Machine learning techniques

Three popular machine learning models for structured data (lightGBM20 catboost21, and extreme gradient boosting22) were trained to predict COVID-19 mortality using routinely-collected data. Eight different strategies were tested to identify the best data selection strategy for each hospital and each of the three algorithms.

Strategies and preprocessing techniques

Initially, we used a single hospital data as the baseline strategy, splitting the data in 70% for training and 30% for testing, with the latter used to predict mortality risk. We then also tested seven different data aggregation strategies to assess the performance of the algorithms with different training data, as presented in Table 3.

Table 3 Clustering strategies for training and testing.

Variables with more than two categories were represented by a set of dummy variables, with one variable for each category. Continuous variables were standardized using the z-score. Variables with a correlation greater than 0.90 were discarded. Variables with more than 90% missing data were also discarded. Remaining variables with missing data were first imputed by the median. We also analyzed the use of the multiple imputation by chained equation (MICE)23 technique, but it did not improve the predictive performance of the models (Supplementary Fig. S4). We used K-fold cross-validation with 10 folds with Bayesian optimization (HyperOpt) to select the hyperparameters. Random oversampling was performed in the training set to improve class imbalance while keeping the test set intact24.

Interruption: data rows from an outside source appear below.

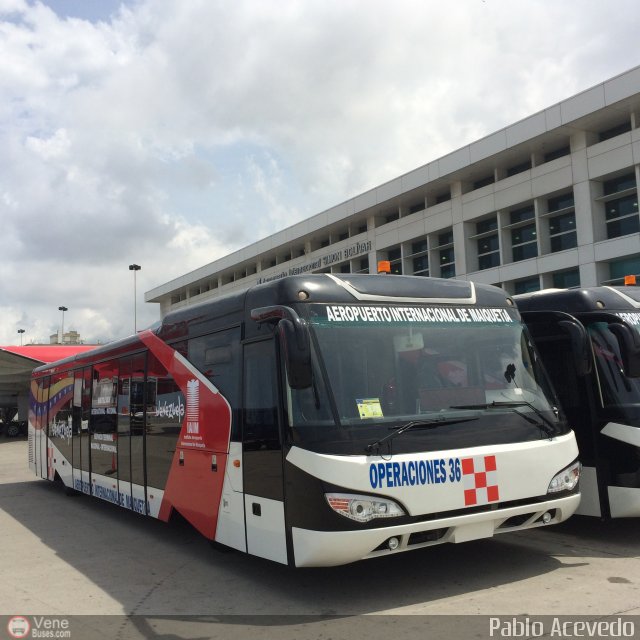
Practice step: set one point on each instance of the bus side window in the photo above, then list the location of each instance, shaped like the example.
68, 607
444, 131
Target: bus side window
260, 418
217, 355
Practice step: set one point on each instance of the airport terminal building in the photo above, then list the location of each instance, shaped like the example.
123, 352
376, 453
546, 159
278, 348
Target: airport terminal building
550, 201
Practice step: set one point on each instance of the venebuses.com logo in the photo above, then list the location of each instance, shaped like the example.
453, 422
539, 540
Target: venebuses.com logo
18, 627
38, 627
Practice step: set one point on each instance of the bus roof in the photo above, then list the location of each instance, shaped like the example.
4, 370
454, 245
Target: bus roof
580, 300
231, 309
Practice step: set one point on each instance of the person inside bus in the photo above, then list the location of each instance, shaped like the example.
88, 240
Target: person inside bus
428, 373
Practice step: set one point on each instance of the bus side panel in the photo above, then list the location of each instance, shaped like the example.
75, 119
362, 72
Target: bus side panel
196, 477
590, 500
38, 412
230, 529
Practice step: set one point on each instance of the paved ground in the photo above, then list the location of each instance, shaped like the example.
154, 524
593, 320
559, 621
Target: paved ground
63, 556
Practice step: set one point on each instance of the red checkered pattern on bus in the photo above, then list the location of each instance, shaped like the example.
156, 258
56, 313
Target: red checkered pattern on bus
480, 479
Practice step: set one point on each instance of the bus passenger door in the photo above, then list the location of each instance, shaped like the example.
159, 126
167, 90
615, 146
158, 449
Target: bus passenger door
579, 405
262, 454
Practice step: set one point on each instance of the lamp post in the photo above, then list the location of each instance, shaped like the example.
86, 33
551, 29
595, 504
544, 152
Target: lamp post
134, 268
63, 309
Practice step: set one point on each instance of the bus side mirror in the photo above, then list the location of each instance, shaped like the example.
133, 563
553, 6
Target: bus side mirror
580, 346
295, 344
629, 348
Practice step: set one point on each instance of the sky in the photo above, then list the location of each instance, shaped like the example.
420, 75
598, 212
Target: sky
169, 134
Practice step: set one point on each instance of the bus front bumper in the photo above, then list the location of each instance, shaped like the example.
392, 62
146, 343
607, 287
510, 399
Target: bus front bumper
332, 548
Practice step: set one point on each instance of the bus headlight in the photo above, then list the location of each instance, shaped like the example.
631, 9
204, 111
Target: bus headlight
363, 508
566, 480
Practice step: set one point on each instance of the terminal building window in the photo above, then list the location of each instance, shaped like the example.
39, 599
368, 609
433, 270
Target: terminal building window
420, 257
488, 244
566, 279
524, 240
394, 256
526, 286
562, 225
557, 153
447, 263
446, 254
621, 214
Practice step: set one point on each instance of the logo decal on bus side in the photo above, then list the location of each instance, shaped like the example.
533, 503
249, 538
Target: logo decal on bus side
193, 406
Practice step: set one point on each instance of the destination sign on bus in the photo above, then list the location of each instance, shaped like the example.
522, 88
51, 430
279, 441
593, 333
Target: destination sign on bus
353, 313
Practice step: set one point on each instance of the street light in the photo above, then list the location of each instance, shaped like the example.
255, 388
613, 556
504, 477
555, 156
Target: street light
134, 268
63, 309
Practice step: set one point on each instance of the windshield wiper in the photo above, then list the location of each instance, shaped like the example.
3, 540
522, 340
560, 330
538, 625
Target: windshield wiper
436, 422
545, 425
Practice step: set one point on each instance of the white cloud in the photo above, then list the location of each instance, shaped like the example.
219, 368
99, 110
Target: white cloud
174, 133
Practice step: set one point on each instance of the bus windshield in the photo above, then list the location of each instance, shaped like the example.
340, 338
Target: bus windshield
618, 392
383, 364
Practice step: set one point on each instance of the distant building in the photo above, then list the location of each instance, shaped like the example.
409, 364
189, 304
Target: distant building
550, 201
69, 337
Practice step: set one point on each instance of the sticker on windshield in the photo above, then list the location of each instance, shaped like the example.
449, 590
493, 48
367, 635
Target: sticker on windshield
369, 408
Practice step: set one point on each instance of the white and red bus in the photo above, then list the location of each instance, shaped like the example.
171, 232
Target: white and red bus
318, 420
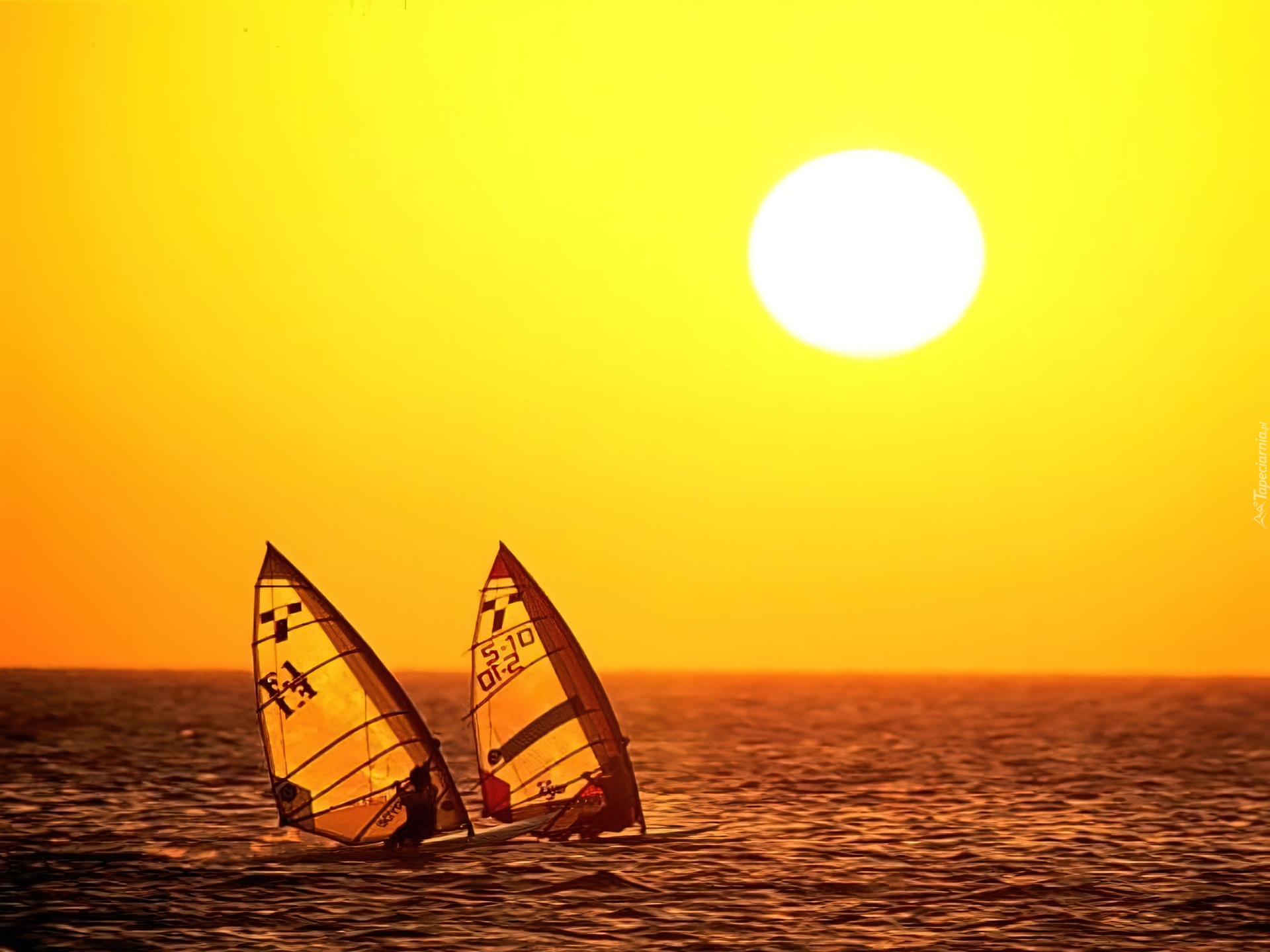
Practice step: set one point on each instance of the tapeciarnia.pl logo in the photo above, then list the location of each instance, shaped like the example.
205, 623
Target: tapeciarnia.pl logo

To evaluate the performance of the algorithms, we calculated the following metrics for each strategy: accuracy, recall (sensitivity), specificity, positive predictive value (PPV or precision), negative predictive value (NPV) and F1 score. The area under the receiver operating characteristic curve (AUROC) was the main metric used to select the best model among the different scenarios. All the results reported in this study are from the test set. Confidence intervals for AUROC curves were estimated using Delong method for computing the covariance of unadjusted AUC.

Institutional review board statement

The name of the ethics committee is “Comitê de Ética em Pesquisa da Faculdade de Saúde Pública da USP”. All the study protocol was approved by this Committee following all methods in accordance with the relevant guidelines and regulations. The approval date of the project was June 2020.